NABU fordert: Ökologische Leistungen ins Zentrum stellen
Seit Jahren fordert der NABU eine grundlegende Neuausrichtung der GAP: Öffentliche Gelder müssen an öffentliche Leistungen gebunden sein – also an konkrete Beiträge zu Natur-, Umwelt- und Klimaschutz. Da Landwirt*innen unsere Lebensgrundlagen erhalten und fördern, müssen sie faire Einkommen erzielen.
Der Vorschlag der EU-Kommission sollte wie folgt verbessert werden:
- Für eine anreizbasierte und zielorientierte Agrarförderung sollen mindestens 50 Prozent des GAP-Budgets für Natur- und Klimaschutzmaßnahmen (AUKA) reserviert werden. Damit der Umbau des Agrarfördersystems hin zu einer Honorierung von Gemeinwohlleistungen gelingt, wachsen diese im Laufe der Förderperiode bis auf 100 Prozent an.
- Die Agrarumwelt- und Klimamaßnahmen (AUKA) dürfen nicht durch Förderbedingungen wie höhere Kofinanzierungssätze gegenüber der pauschalen Flächenprämie benachteiligt werden.
- Festlegung europäisch einheitlicher und ambitionierter Mindeststandards im Farm Stewardship in den Bereichen Grünland, Moore und Feuchtgebiete, Fruchtfolge und Landschaftselemente (aktuell GLÖZ-Standards) sollten als gemeinsame Grundlage eingeführt werden. Die Ausgestaltung darf nicht allein den Mitgliedstaaten überlassen werden und muss über den nationalen Anforderungen des Fachrechts liegen, um Wettbewerbsverzerrungen und ein „race to the bottom“ zu verhindern. Die Finanzierung aus Steuergeldern des Status Quo einer landwirtschaftlichen Praxis, die Natur und Klima stark belastet, ist nicht zu rechtfertigen.

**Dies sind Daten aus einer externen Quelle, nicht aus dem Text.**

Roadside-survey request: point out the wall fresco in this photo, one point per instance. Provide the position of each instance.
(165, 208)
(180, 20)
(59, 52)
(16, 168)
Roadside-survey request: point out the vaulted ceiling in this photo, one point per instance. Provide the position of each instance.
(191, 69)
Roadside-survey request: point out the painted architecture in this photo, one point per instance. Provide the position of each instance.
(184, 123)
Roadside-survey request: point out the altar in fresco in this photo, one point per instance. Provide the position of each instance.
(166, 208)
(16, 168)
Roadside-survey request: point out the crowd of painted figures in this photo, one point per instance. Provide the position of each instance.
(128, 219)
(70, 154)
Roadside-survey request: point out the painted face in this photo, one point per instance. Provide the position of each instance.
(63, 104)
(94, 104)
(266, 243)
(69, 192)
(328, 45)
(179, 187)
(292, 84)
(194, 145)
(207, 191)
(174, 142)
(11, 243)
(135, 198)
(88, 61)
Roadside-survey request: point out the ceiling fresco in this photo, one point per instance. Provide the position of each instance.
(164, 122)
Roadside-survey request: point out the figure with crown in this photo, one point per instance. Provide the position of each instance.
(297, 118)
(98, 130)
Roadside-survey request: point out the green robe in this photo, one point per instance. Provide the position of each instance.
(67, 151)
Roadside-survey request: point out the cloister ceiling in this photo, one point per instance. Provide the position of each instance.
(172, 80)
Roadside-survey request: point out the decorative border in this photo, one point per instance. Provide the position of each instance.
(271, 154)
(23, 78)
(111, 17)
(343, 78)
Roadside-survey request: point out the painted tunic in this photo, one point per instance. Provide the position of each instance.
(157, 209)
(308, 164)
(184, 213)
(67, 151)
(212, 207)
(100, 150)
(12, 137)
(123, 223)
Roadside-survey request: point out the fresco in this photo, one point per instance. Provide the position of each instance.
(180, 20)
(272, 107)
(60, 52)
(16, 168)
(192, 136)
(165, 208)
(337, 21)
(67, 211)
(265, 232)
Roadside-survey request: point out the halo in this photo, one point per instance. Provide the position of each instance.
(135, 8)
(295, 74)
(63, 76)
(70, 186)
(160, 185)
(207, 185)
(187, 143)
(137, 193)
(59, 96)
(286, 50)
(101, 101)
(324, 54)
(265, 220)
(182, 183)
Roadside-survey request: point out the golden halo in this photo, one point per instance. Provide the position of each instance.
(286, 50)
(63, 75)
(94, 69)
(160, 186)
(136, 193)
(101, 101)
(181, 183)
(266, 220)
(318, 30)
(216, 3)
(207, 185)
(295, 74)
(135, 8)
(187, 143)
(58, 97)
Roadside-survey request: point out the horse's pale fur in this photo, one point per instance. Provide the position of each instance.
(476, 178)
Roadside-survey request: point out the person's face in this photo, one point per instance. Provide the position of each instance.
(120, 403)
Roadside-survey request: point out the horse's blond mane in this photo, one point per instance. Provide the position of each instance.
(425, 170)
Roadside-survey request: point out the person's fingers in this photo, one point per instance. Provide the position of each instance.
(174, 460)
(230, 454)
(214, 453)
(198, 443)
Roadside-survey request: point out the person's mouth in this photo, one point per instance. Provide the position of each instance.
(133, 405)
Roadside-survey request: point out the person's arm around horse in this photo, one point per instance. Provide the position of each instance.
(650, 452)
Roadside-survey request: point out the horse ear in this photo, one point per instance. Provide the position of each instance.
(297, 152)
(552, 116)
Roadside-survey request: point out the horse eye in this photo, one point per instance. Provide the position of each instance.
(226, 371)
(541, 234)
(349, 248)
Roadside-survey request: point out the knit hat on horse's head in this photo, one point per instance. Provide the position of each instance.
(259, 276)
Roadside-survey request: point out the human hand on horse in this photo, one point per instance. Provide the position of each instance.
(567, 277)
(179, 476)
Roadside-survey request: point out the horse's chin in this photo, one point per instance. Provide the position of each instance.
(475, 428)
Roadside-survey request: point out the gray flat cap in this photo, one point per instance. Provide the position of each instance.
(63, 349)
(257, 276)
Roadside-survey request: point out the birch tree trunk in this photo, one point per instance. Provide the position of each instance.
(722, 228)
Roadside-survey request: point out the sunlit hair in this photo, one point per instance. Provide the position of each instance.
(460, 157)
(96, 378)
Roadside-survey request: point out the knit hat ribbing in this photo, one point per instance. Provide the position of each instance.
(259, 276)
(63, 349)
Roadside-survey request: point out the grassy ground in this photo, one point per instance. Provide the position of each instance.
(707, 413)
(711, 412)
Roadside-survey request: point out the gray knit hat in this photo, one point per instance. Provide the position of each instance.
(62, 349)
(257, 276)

- Gemäß den Vorgaben des neu geschaffenen NRRP-Fonds ist ein Ausgabeziel von 35 Prozent für Klima vorgesehen. Die genannte Zahl sollte auf 50 Prozent erhöht werden. Zusätzlich sollte sie um ein eigenständiges Ausgabeziel für den Bereich Biodiversität von mindestens 10 Prozent erweitert werden.
- Ein indikatorgestütztes Performancemodell mit überprüfbaren Zielwerten stellt die wirksame Mittelverwendung sicher und verhindert Greenwashing; die Methodik der RioMarker muss dafür aktualisiert und präzisiert werden.